To start any of the servers (i.e. a version of the server) in the main folder of the user account you can find all possible versions of the task 1.1 and 1.2 Use the versions that are assigned to you by executing sudo ./filename
In the Android Studio project that is provided, there is a sketched Android Application that is using a series of Keystore files stored inside the android app internal storage area in order to perform some security related operations. The user should be able to login with a username and password and then get access to a secure SMS service. The Android Application consists of two Activities, a public one (called PrivateUserActivity and a private one called PrivateActivity. When the application start, the activity (PrivateUserActivity) is loaded. The PrivateUserActivity provides text areas for the user to add his username and password and two buttons, an OK button that when pressed transfers the username and password information to the PrivateActivityand a CANCEL button that closes the App. The Application has been created only for a few users and each one of them has his/her own keystore file.
Authentication Mechanism: The PrivateActivity collects the username and password information from the PrivateUserActivity, generates its hash value (uses SHA256) after concatenating username and password strings and uses the first 5 digits of the hash function result as the password of the provided keystore. If the keystore is accessible then the the user is authenticated otherwise a Toast message is generated and the App returns to the PrivateUserActivity.

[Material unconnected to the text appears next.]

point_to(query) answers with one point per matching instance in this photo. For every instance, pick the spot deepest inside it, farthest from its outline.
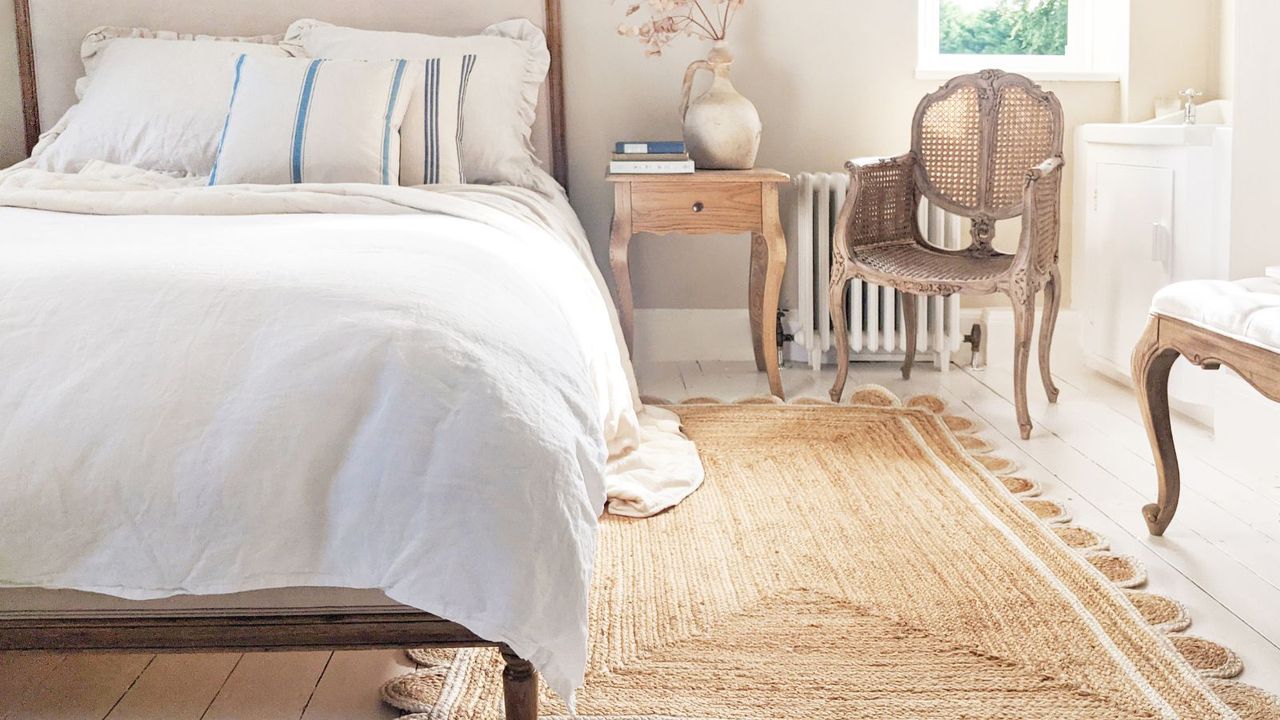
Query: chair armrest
(881, 204)
(1042, 220)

Inside the keystore there should be entries of at least 3 certificates (public keys) of other users (SMS receivers) and the user’s public key cryptography key pair. The PrivateActivity has a textfield where a mobile phone number can be placed (for sending securely an SMS), a textfield where the SMS message can be written and a textfield where the alias of the public key inside the keystore to be used for secure communication must be provided by the user. Apart from the above, there is also a textview area where information about the alias can be seen.
When the SECURE SMS button is pressed, the following SMS securing mechanism is taking place:
- The public key of the sms message receiver is chosen (using aliases inside the keystore that have the receiver’s trusted certificate)

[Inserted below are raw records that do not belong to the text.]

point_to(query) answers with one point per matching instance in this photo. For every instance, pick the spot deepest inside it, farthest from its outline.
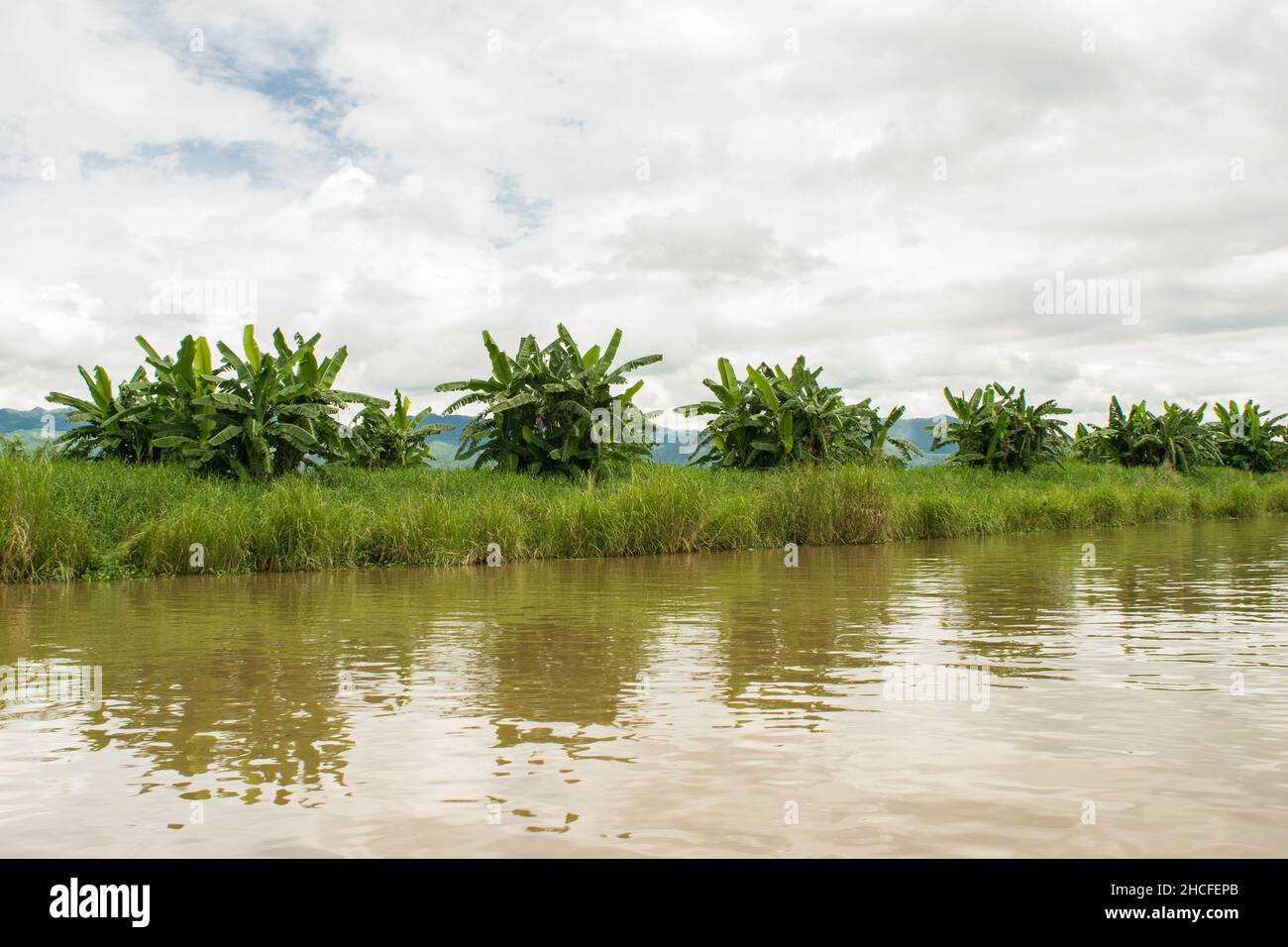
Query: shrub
(999, 429)
(541, 407)
(772, 418)
(1175, 440)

- A random symmetric key is generated (for AES 256 in CBC mode)
- The SMS message is encrypted using the generated secret key (AES 256 in CBC mode)
- The secret key is encrypted using the receiver’s public key
- The encrypted SMS and encrypted secret key are concatenated
- The result is encoded into a base64 string and the result is sent as an SMS
- After the submission of the message, the digital signature of the message is generated (using the user’s private key)
- This information is been sent as an intent result to the PrivateUserActivity and is visualized using the Toast message mechanism.
Info: A Android Studio starting project is provided in the unit’s Moodle to assist you in the App development. For compatibility reasons, it is suggested to used Android Oreo and test the program in a virtual Nexus 5 device.
Implement the functionality of the Activity PrivateActivity as well as any additional functions needed in PrivateUserActivity so that:
- it collects and processes the information coming from PrivateUserActivity
- it verifies the username and password using the above described mechanism.
- it extracts from the keystore the information regarding the keys and certificates and shows in the textview area of the activity the key aliases, the certificate type and the cipher that is been used.
- the SMS secure transmission mechanism is implemented
- the provided digital signature is returned to PrivateActivity and is printed in the application screen using the Toast class (see relevant code inside the provided Android project)
Based on the existing design approach and functionality that appears on the provided Android Application as well as the code that you have developed to solve Task 2.1 explain possible design issues that can compromise the security of this Android Application as well as possible solutions to those problems.